Another Peter Pan cast-member!

Ever since I was a kid, and keep in mind, I probably saw this movie for the first time when I was around two or three, he was one of my favorite characters.  Mr. Smee, like Trusty, doesn’t seem like much at first, but instead of totally disarming the audience towards the end, glimpses of what make him awesome come all throughout the movie.  And he has them chuckling the whole time.

First and foremost, yes… Mr. Smee is none too bright.  In fact, he’s pretty dim.  But he’s very brave.  He’s the one who shoos away the Crocodile when it comes too close to the ship, and the beast listens to him!

He’s quick to forgive.  When we first meet him, the other crew members threaten him with various weapons, but in his interactions with them throughout the rest of the movie, it’s obvious that he doesn’t hold any grudges.  Given the knives and swords involved– that’s pretty impressive.

Smee also has a code of honor that the rest of the crew, especially Captain Hook, utterly lacks.  He tells off the captain for shooting an off-key singer.

“Oh dear, dear, dear Captain Hook.  Shooting a man in the middle of his cadenza?  Ain’t good form, you know.”

Later he wants to leave Neverland rather than become entangled in the Peter Pan-Tinkerbelle-Wendy conflict.  “This is no place for respectable pirates like us!”

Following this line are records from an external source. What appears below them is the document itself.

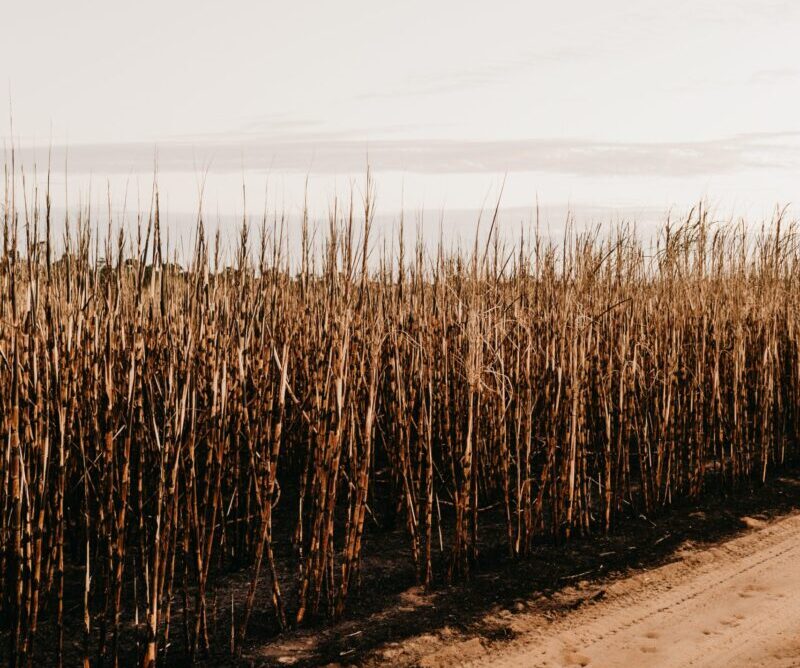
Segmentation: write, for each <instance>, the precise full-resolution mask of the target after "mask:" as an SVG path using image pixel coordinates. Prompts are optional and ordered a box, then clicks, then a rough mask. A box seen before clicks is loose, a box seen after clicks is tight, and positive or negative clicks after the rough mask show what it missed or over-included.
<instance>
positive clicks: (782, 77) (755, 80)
mask: <svg viewBox="0 0 800 668" xmlns="http://www.w3.org/2000/svg"><path fill="white" fill-rule="evenodd" d="M798 80H800V69H798V68H796V67H781V68H777V69H771V70H758V71H757V72H753V74H752V75H751V76H750V79H749V80H748V81H749V83H751V84H767V85H770V84H783V83H789V82H792V81H798Z"/></svg>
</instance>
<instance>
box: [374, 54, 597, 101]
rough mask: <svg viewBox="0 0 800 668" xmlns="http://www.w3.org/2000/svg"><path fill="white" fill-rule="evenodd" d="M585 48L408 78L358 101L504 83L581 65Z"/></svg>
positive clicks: (429, 73) (465, 89)
mask: <svg viewBox="0 0 800 668" xmlns="http://www.w3.org/2000/svg"><path fill="white" fill-rule="evenodd" d="M592 53H593V51H592V50H591V49H589V48H587V47H562V48H558V49H551V50H550V51H542V52H530V53H526V54H523V55H521V56H518V57H516V58H506V59H502V60H498V61H495V62H487V63H483V64H481V65H479V66H477V67H472V68H469V69H454V70H449V71H439V72H431V73H426V74H419V75H416V76H412V77H409V78H408V80H407V81H406V82H405V84H403V85H401V86H399V87H397V88H395V89H392V90H388V91H377V92H373V93H368V94H366V95H362V96H361V99H375V98H386V97H406V96H409V97H414V96H426V95H434V94H441V93H450V92H454V91H462V90H471V89H475V88H482V87H484V86H489V85H492V84H497V83H501V82H504V81H507V80H509V79H511V78H513V77H514V76H516V75H518V74H520V73H524V72H529V71H534V70H535V69H536V68H538V67H542V66H545V65H554V64H568V63H574V62H580V61H582V60H584V59H586V58H588V57H590V56H591V55H592Z"/></svg>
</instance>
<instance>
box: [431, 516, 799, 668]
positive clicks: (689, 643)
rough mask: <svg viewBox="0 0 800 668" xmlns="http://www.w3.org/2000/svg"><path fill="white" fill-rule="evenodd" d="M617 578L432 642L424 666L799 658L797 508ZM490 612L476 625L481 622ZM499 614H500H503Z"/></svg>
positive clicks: (744, 520)
mask: <svg viewBox="0 0 800 668" xmlns="http://www.w3.org/2000/svg"><path fill="white" fill-rule="evenodd" d="M744 521H745V522H746V523H747V524H748V525H749V526H751V527H754V528H753V530H752V531H750V532H748V533H746V534H744V535H742V536H739V537H737V538H734V539H732V540H730V541H728V542H726V543H723V544H721V545H718V546H714V547H711V548H702V547H701V548H694V547H693V546H688V547H685V548H684V549H682V550H681V551H680V552H679V553H678V559H677V560H676V561H674V562H672V563H669V564H665V565H663V566H660V567H658V568H655V569H651V570H647V571H642V572H639V573H636V574H635V575H632V576H630V577H625V578H620V579H619V580H616V581H614V582H612V583H610V584H608V585H607V586H606V587H605V589H604V595H603V598H602V599H601V600H598V601H596V602H594V603H590V604H586V605H582V606H581V607H579V608H578V609H577V610H575V611H573V612H570V613H568V614H566V615H563V616H560V617H559V618H557V619H556V620H555V621H549V620H547V619H546V618H545V617H544V616H543V615H542V614H541V613H529V614H521V615H517V616H515V618H514V620H513V622H512V628H513V630H514V632H515V634H516V635H517V639H516V640H514V641H512V642H510V643H507V644H493V645H491V646H490V647H489V648H485V647H482V646H480V647H476V644H475V642H474V641H473V642H471V643H467V644H465V646H464V648H463V650H464V651H463V652H460V651H459V648H458V647H457V646H456V647H447V648H444V649H440V650H438V651H436V650H434V651H433V652H431V653H430V654H427V655H426V656H425V657H423V659H422V661H421V662H420V663H421V664H422V665H426V666H440V665H441V666H444V665H449V666H452V665H454V664H456V665H474V666H497V667H498V668H505V667H507V666H541V667H543V668H561V667H575V666H598V667H599V666H602V667H604V668H614V667H617V666H619V667H622V666H648V667H649V666H653V667H661V666H663V667H666V666H692V667H694V668H722V667H723V666H725V667H729V666H730V667H736V666H770V667H772V666H778V667H789V666H800V599H798V597H797V596H796V595H795V594H796V592H799V591H800V515H791V516H788V517H784V518H782V519H780V520H777V521H775V522H774V523H771V524H768V525H764V524H763V523H761V522H758V521H756V520H752V519H750V518H745V520H744ZM494 621H498V622H499V621H500V620H494V619H493V618H492V616H489V617H487V619H486V623H487V624H488V625H491V624H492V623H493V622H494ZM506 621H507V620H506Z"/></svg>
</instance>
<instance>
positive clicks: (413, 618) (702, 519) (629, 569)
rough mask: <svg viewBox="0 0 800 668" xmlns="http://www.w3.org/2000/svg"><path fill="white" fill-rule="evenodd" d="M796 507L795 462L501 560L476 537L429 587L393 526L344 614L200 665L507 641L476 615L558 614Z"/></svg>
mask: <svg viewBox="0 0 800 668" xmlns="http://www.w3.org/2000/svg"><path fill="white" fill-rule="evenodd" d="M797 508H800V470H798V469H795V470H791V471H786V472H784V473H783V475H782V476H780V477H777V478H773V479H772V480H770V481H768V483H767V484H766V485H758V486H754V487H753V488H751V489H743V490H741V491H739V492H738V493H737V494H735V495H720V494H710V495H707V496H705V497H704V498H703V500H702V501H701V502H700V503H693V504H688V503H677V504H674V505H673V506H672V507H670V508H669V509H667V510H664V511H662V512H661V513H660V514H658V515H656V516H651V517H645V516H644V515H640V514H639V515H634V514H632V516H631V517H630V518H628V519H627V520H626V521H624V522H622V523H620V524H619V526H618V527H617V528H616V529H615V530H614V531H613V532H612V534H611V535H609V536H589V537H582V538H574V539H573V540H572V541H570V542H569V543H567V544H562V545H555V544H553V543H549V544H541V545H539V546H537V547H536V549H535V550H534V552H533V554H532V555H530V556H529V557H527V558H525V559H517V560H512V559H510V558H509V557H508V556H507V553H506V549H507V548H506V547H505V545H502V546H499V545H498V543H495V544H494V545H492V544H484V545H482V550H481V555H480V558H479V563H478V564H477V566H476V568H475V569H474V572H473V574H472V577H471V578H470V580H469V581H468V582H465V583H462V584H459V585H457V586H451V587H441V588H437V589H434V591H432V592H430V593H426V592H424V591H423V590H422V589H421V588H419V587H415V586H414V585H413V571H412V569H411V568H410V567H409V565H408V564H409V562H410V558H409V555H408V554H407V550H406V549H405V536H404V535H403V534H402V532H395V533H394V534H392V535H390V536H380V537H379V538H378V539H376V538H375V536H374V534H373V536H372V540H371V542H370V544H369V545H368V548H367V554H366V555H365V563H364V572H365V575H364V581H363V582H362V588H361V591H360V592H359V594H358V595H357V596H355V597H354V598H353V600H351V601H350V606H349V610H348V613H347V616H346V619H344V620H343V621H341V622H339V623H336V624H333V625H325V626H320V627H319V628H311V629H305V630H302V631H294V632H289V633H286V634H283V635H282V636H280V637H277V638H275V637H273V638H271V639H268V638H266V637H259V634H258V633H257V632H256V629H255V628H253V633H251V634H250V640H249V642H248V647H247V648H246V649H245V652H244V653H243V656H242V658H241V659H240V660H239V661H237V662H232V661H231V659H230V658H229V659H227V661H226V660H225V659H223V658H222V657H218V658H217V659H216V660H214V661H213V662H211V663H209V665H212V664H213V665H229V664H230V665H254V666H271V665H297V666H320V665H327V664H341V665H376V664H387V665H388V664H389V663H391V662H392V660H391V658H390V657H391V649H388V650H387V648H390V647H391V646H392V645H394V644H396V643H399V642H402V641H403V640H406V639H409V638H413V637H415V636H418V635H421V634H439V635H440V636H444V637H447V636H448V635H453V636H454V637H458V638H460V639H461V640H463V639H469V638H478V639H480V640H481V642H484V643H486V642H489V643H490V642H497V641H503V640H508V639H511V637H513V631H512V630H511V629H510V628H505V629H504V628H502V627H501V628H498V627H497V625H496V624H492V625H488V624H486V623H485V622H484V617H485V616H486V615H487V613H488V612H489V611H491V610H493V609H497V608H498V606H499V607H501V608H506V609H508V610H510V611H512V612H514V611H519V612H521V611H523V610H529V609H530V608H529V607H528V606H529V602H530V601H531V600H534V601H535V605H536V606H537V607H538V608H539V609H541V610H544V611H547V612H548V614H553V615H558V614H563V613H565V612H568V611H569V609H572V608H574V607H575V606H577V605H580V604H581V603H582V601H581V600H580V599H577V600H571V601H570V602H568V603H565V602H564V600H565V599H563V598H561V597H555V596H554V594H556V593H558V592H559V591H560V590H562V589H564V588H566V587H569V586H571V585H574V584H576V583H577V582H579V581H581V582H583V581H586V580H588V581H591V582H592V583H593V584H595V585H600V586H601V585H602V582H603V581H605V580H608V579H613V578H616V577H620V576H623V575H624V574H625V573H626V572H630V571H632V570H637V569H645V568H651V567H654V566H657V565H660V564H663V563H665V562H668V561H671V560H673V559H676V558H678V557H677V555H676V552H677V551H678V550H679V549H684V548H687V547H690V546H692V545H693V546H695V547H700V548H702V546H704V545H712V544H714V543H718V542H721V541H724V540H726V539H729V538H732V537H733V536H735V535H736V534H738V533H740V532H742V531H744V530H746V529H747V524H746V523H745V522H744V521H743V519H742V518H744V517H750V518H755V519H757V520H765V521H766V520H769V519H771V518H774V517H777V516H780V515H783V514H786V513H789V512H792V511H794V510H796V509H797ZM498 519H499V518H498ZM484 521H485V520H484ZM486 528H487V527H486V525H485V524H484V526H483V529H482V530H483V531H484V534H483V535H484V536H489V535H490V534H491V535H492V537H494V538H497V539H501V538H502V535H503V533H504V525H502V524H501V523H500V522H499V521H498V522H497V524H496V526H495V527H493V528H494V531H485V529H486ZM378 550H380V554H377V551H378ZM588 589H589V590H590V591H594V592H595V593H594V594H592V595H591V597H597V596H602V588H600V589H599V590H598V588H597V586H594V587H589V588H588Z"/></svg>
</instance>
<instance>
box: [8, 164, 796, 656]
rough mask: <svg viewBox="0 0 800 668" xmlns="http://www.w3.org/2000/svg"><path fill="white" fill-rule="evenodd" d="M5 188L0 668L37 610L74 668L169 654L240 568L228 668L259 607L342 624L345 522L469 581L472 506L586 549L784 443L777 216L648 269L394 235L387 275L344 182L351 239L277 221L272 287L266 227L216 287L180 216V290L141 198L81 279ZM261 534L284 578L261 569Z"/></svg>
mask: <svg viewBox="0 0 800 668" xmlns="http://www.w3.org/2000/svg"><path fill="white" fill-rule="evenodd" d="M9 178H13V166H12V176H11V177H7V185H6V201H5V207H4V215H3V229H4V234H3V240H4V247H3V255H2V257H1V258H0V292H2V300H1V301H0V421H1V422H0V433H1V434H2V456H1V457H0V508H1V509H2V516H1V519H0V578H1V580H0V615H1V617H2V627H3V629H4V631H5V632H6V634H7V638H8V639H7V644H6V645H5V646H4V649H3V651H4V652H5V653H6V659H7V660H8V663H9V664H10V665H22V664H25V663H28V664H30V662H31V661H32V660H33V657H35V656H36V655H37V653H38V652H40V651H41V649H40V647H39V645H40V643H39V641H38V640H37V639H38V638H39V637H40V636H41V633H42V630H41V625H40V620H46V622H47V624H49V625H50V627H51V628H52V629H53V630H51V631H50V636H49V637H55V638H57V640H56V644H57V650H56V652H55V654H57V656H58V659H59V661H62V660H63V661H67V660H68V659H67V658H65V657H66V655H67V654H70V653H71V652H72V650H71V649H70V648H65V647H64V629H65V627H66V626H67V622H68V620H67V618H68V617H70V616H71V617H72V618H75V617H78V616H79V617H80V619H82V625H83V637H82V643H81V650H80V655H81V656H80V657H76V658H82V660H83V663H84V665H86V666H88V665H89V664H90V662H91V663H94V662H95V660H96V659H98V658H99V659H102V660H103V661H105V662H108V663H116V662H117V661H118V660H119V659H118V657H119V655H120V653H121V652H122V651H123V650H122V649H121V647H122V648H126V649H125V650H124V651H125V652H126V655H127V656H132V654H131V653H133V654H135V656H136V661H137V662H138V663H141V664H142V665H145V666H151V665H155V664H156V663H159V662H162V661H166V656H167V652H170V653H175V652H179V653H181V654H182V655H183V657H184V658H187V657H188V658H194V657H196V656H198V655H199V654H202V653H204V652H207V651H208V649H209V644H210V643H211V642H212V639H210V634H209V617H210V614H211V611H210V602H209V592H210V590H211V589H212V588H213V585H214V580H215V578H216V577H217V575H218V574H219V573H221V572H223V571H225V570H226V569H231V568H244V567H249V568H250V570H249V571H248V572H249V573H250V578H251V579H250V582H251V584H250V586H249V588H248V590H247V592H246V595H245V596H243V597H240V598H239V599H237V600H231V602H230V608H231V613H230V619H229V624H230V634H229V637H230V649H231V651H234V652H235V651H236V648H237V646H241V644H242V642H243V641H244V639H245V636H246V633H247V627H248V620H249V618H250V617H251V614H252V613H253V611H254V609H255V608H256V606H257V605H258V602H259V601H260V600H262V599H260V598H259V597H258V595H257V594H258V592H259V591H261V590H262V589H263V588H266V590H267V591H269V592H270V594H269V599H268V600H271V606H272V614H274V618H275V620H276V624H277V625H278V626H279V627H285V626H291V625H296V624H303V623H304V622H306V621H307V620H309V619H310V618H313V617H317V616H319V615H320V614H326V615H331V616H338V615H342V614H343V613H344V612H345V609H346V604H347V601H348V597H349V596H350V595H351V593H352V591H353V589H354V587H355V585H356V583H357V581H358V578H359V565H360V558H359V557H360V554H361V550H362V546H363V544H364V541H365V540H367V539H368V531H367V528H366V524H367V521H366V520H367V517H368V515H380V516H383V517H386V516H392V517H396V518H397V521H398V522H400V523H402V524H403V525H404V527H405V531H406V532H407V535H408V542H409V546H410V550H409V554H410V558H411V559H412V560H413V564H414V568H415V570H416V573H417V577H418V579H419V581H420V583H422V584H425V585H428V586H430V585H432V584H433V583H435V582H437V581H438V582H442V581H448V580H453V579H456V578H465V577H467V576H468V575H469V572H470V568H471V565H472V564H474V562H475V559H476V557H477V552H478V549H479V540H478V536H479V532H480V529H481V513H482V511H483V510H484V509H486V508H487V507H497V508H500V509H501V510H502V512H503V514H504V517H505V525H506V526H505V534H506V536H505V540H506V542H507V550H508V552H509V554H510V555H512V556H513V557H517V556H519V557H522V556H524V555H525V554H526V553H527V552H528V551H529V550H530V548H531V545H532V542H533V541H534V540H535V539H536V538H537V537H539V536H552V537H554V538H555V539H556V540H566V539H569V538H570V537H572V536H574V535H576V534H580V535H584V536H586V535H590V534H592V533H595V532H607V531H609V530H610V529H612V527H613V526H614V525H615V523H616V522H617V521H618V520H619V518H622V517H624V516H625V515H626V514H628V513H630V512H636V513H644V514H649V513H650V512H652V511H654V510H656V509H657V508H659V507H663V506H666V505H669V504H670V503H672V502H673V500H675V499H678V498H694V497H697V496H698V495H700V494H701V493H702V492H703V491H704V488H705V487H706V486H707V485H709V484H712V483H713V484H714V485H720V486H724V487H726V488H733V489H735V488H736V487H737V486H738V485H740V484H742V483H744V482H745V481H751V480H753V479H760V480H763V479H764V478H765V476H766V474H767V471H768V470H769V469H770V468H771V467H774V466H780V465H782V464H783V463H784V462H785V460H786V459H787V458H788V457H789V456H790V455H791V454H793V453H794V452H795V451H796V449H797V437H798V422H797V416H798V410H800V396H798V387H800V385H799V384H798V378H799V377H800V361H799V360H798V352H800V346H799V345H798V336H797V333H798V329H797V328H798V324H800V317H799V316H800V301H799V299H800V298H799V297H798V287H800V282H799V281H798V274H797V271H798V259H799V258H798V253H797V248H796V235H795V230H794V228H793V227H791V226H787V225H786V224H785V223H784V224H783V227H782V223H781V220H780V219H778V220H776V221H775V224H774V225H773V226H770V227H769V228H768V229H765V230H762V231H761V233H758V234H756V233H753V232H752V231H751V230H748V228H746V227H745V226H744V225H742V226H736V227H734V226H730V225H723V226H716V225H713V224H711V223H710V222H709V220H708V217H707V215H706V213H705V212H704V211H702V210H696V211H694V212H693V213H692V214H691V215H690V216H689V217H688V218H687V219H686V220H685V221H683V222H681V223H680V224H677V225H673V226H670V225H667V226H665V227H664V229H663V230H662V233H661V235H660V237H659V242H658V247H657V248H656V249H655V250H654V252H653V254H652V255H648V254H647V251H646V248H647V247H646V245H645V244H644V243H642V242H641V241H640V240H639V239H638V238H637V237H636V235H635V234H634V233H633V231H632V230H631V229H628V228H625V227H620V228H618V229H617V230H615V231H614V232H613V233H612V234H609V235H601V234H600V233H599V232H598V231H597V230H595V231H591V232H588V233H577V232H573V231H568V232H567V233H566V234H565V236H564V238H563V239H562V240H560V241H559V242H558V243H551V242H550V241H548V240H546V239H544V238H542V237H540V236H539V235H538V234H537V235H534V236H533V237H532V238H530V239H528V238H524V237H523V238H520V239H519V240H518V242H517V244H516V246H515V248H514V249H513V250H512V249H510V248H509V247H506V246H505V245H504V244H503V242H502V240H501V238H500V236H499V233H498V231H497V229H496V227H495V226H494V224H492V227H491V229H490V232H489V234H488V237H487V239H488V242H487V243H485V244H484V243H481V244H480V245H479V244H478V243H476V244H475V246H474V248H473V249H472V250H471V251H470V252H468V253H461V254H458V253H457V254H448V253H446V252H445V250H444V248H443V247H442V245H440V246H439V247H438V248H437V249H435V250H433V252H431V253H430V254H429V253H428V251H427V250H426V248H425V247H424V246H423V244H422V243H421V242H420V243H419V244H418V245H417V246H416V247H415V248H414V249H413V253H412V255H411V257H408V256H407V249H405V248H404V247H403V244H402V241H401V243H400V246H399V252H398V253H396V254H395V255H394V256H391V255H390V254H389V253H385V254H384V255H383V256H380V257H378V256H377V254H376V256H375V257H370V251H371V249H372V248H373V245H372V244H371V242H370V226H371V220H372V215H373V210H372V209H373V197H372V191H371V186H370V184H369V183H368V185H367V189H366V196H365V198H364V206H363V215H361V214H360V216H359V221H358V222H357V221H356V220H355V218H356V214H355V212H354V211H353V209H352V207H351V208H350V210H346V211H344V213H343V214H342V213H339V212H338V210H337V208H334V210H333V213H332V214H331V216H330V221H329V223H330V224H329V227H328V230H327V233H326V235H325V238H324V242H323V244H322V248H321V249H320V251H319V253H315V252H314V248H313V247H312V246H313V244H312V243H311V240H310V238H311V234H310V232H309V224H308V219H307V217H305V218H304V221H303V228H302V244H301V253H300V263H299V264H300V266H299V268H298V270H292V264H291V262H290V258H289V253H288V251H287V241H286V236H285V234H284V228H283V226H282V224H281V223H280V222H276V223H275V224H273V225H270V226H268V225H267V224H266V221H264V224H263V225H262V226H261V234H260V237H259V243H257V244H256V245H255V248H251V247H250V246H251V244H250V241H249V240H248V229H247V227H246V226H244V227H243V229H242V234H241V238H240V243H239V246H238V249H237V250H236V259H235V262H234V264H233V266H232V268H223V266H222V262H221V259H220V251H219V243H218V242H217V243H215V244H209V243H207V241H206V239H205V236H204V231H203V223H202V221H200V223H199V228H198V238H197V243H196V247H195V251H194V255H193V258H192V261H191V263H190V266H189V267H188V268H187V270H186V271H185V272H183V271H180V270H179V268H178V267H176V265H174V264H169V263H168V262H167V260H168V252H167V251H166V250H165V249H164V248H163V243H162V239H161V232H160V223H159V211H158V201H157V198H156V199H155V201H154V206H153V210H152V214H151V215H149V216H146V217H144V218H142V219H141V220H140V223H139V225H138V228H137V230H136V233H135V234H134V235H133V237H132V238H127V237H126V236H125V234H123V233H122V232H120V233H119V234H118V235H112V234H111V231H110V229H109V234H108V237H107V241H106V242H105V243H104V247H105V250H104V253H103V254H102V255H103V257H105V258H106V259H107V261H106V262H105V263H104V264H101V263H99V262H97V261H96V258H97V256H98V253H97V252H96V249H95V248H94V247H93V244H96V243H97V241H96V239H93V238H92V235H91V234H90V232H89V230H90V219H89V218H88V217H87V215H86V212H83V213H82V218H81V219H80V220H78V221H77V228H78V231H77V233H75V234H71V233H70V226H69V225H67V226H66V233H65V239H64V245H65V248H66V250H65V252H64V255H63V257H62V259H61V260H59V261H54V260H53V257H52V255H53V252H52V246H51V238H52V236H53V235H52V232H51V220H50V218H51V213H50V197H49V192H48V193H45V194H44V195H43V196H42V199H43V201H44V205H43V206H40V205H39V202H38V195H36V194H34V195H33V197H32V198H30V199H29V200H25V201H24V202H20V201H19V199H18V198H19V197H20V196H19V195H18V194H17V189H16V188H15V187H13V186H10V185H9V184H8V180H9ZM23 191H24V187H23ZM92 224H94V223H93V221H92ZM787 228H788V229H787ZM401 239H402V232H401ZM42 240H43V243H42ZM93 258H94V259H93ZM315 258H316V259H315ZM379 483H380V491H379V490H378V484H379ZM281 522H282V523H283V526H282V527H280V526H278V524H280V523H281ZM277 531H282V532H283V533H284V534H286V535H287V536H290V537H291V543H292V546H293V555H294V556H293V559H292V564H293V569H292V570H293V572H290V571H287V570H283V571H282V570H281V569H280V568H278V567H277V566H276V557H275V554H274V536H275V533H276V532H277ZM436 555H439V556H438V557H437V556H436ZM290 580H291V581H293V584H291V585H290V584H289V582H288V581H290ZM77 583H80V588H81V589H82V591H83V595H82V597H81V599H80V605H79V606H77V608H70V609H67V608H66V607H65V588H67V589H68V588H69V587H70V586H71V584H72V585H75V584H77ZM289 592H290V593H291V596H289V595H287V593H289ZM223 607H224V606H223ZM263 612H264V613H266V612H267V610H263ZM216 614H217V613H216V606H215V611H214V615H215V616H216ZM176 638H177V639H176ZM171 642H172V643H173V646H172V647H170V643H171ZM170 656H172V654H170Z"/></svg>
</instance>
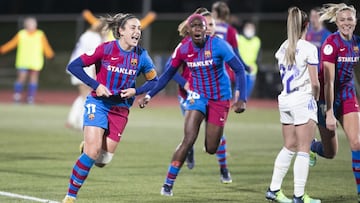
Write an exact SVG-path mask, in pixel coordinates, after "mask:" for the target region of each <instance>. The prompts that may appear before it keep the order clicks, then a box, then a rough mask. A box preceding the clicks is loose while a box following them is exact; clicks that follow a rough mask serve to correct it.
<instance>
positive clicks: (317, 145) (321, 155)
mask: <svg viewBox="0 0 360 203" xmlns="http://www.w3.org/2000/svg"><path fill="white" fill-rule="evenodd" d="M310 149H311V151H313V152H315V153H316V154H318V155H319V156H321V157H324V148H323V145H322V143H321V142H320V141H316V142H313V143H311V147H310Z"/></svg>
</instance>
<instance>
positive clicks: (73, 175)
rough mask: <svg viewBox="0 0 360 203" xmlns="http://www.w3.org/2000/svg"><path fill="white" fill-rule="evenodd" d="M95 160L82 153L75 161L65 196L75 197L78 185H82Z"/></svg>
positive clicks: (76, 193)
mask: <svg viewBox="0 0 360 203" xmlns="http://www.w3.org/2000/svg"><path fill="white" fill-rule="evenodd" d="M94 163H95V160H93V159H92V158H90V157H89V156H88V155H86V154H85V153H82V154H81V155H80V157H79V159H78V160H77V161H76V163H75V165H74V168H73V171H72V175H71V177H70V183H69V190H68V192H67V196H70V197H73V198H76V196H77V193H78V191H79V189H80V187H81V186H82V185H83V183H84V181H85V179H86V178H87V176H88V174H89V171H90V169H91V167H92V166H93V165H94Z"/></svg>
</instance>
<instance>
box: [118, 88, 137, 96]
mask: <svg viewBox="0 0 360 203" xmlns="http://www.w3.org/2000/svg"><path fill="white" fill-rule="evenodd" d="M135 94H136V90H135V88H128V89H125V90H121V93H120V96H121V98H125V99H128V98H130V97H133V96H134V95H135Z"/></svg>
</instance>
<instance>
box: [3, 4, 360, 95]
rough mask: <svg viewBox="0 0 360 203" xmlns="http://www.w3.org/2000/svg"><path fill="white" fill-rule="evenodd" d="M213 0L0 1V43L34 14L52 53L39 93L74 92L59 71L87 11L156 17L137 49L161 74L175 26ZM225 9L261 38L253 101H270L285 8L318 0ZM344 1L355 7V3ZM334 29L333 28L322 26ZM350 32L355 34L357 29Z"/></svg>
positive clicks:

He also thinks that Hook’s obsession with killing Peter Pan is unhealthy– which it is.

But more interestingly, Hook knows that Smee is indispensable.  The captain is perfectly willing to kill just plain crewmen for minor infractions like singing off key, but when Smee does the same thing he only gets shushed or smacked on the head.  The pirate knows he can’t keep things together without his dim-witted assistant, which is saying something, considering Hook’s arrogance.

Oh, and he loves his mother.  It’s a villain cliche, but very funny here.  Comic-yet-effective villains are great, and Smee juggles his efficiency with his ineptitude, as well as serving a nice counterpoint to Hook’s hysterical ruthlessness.  It’s a win-win for audiences.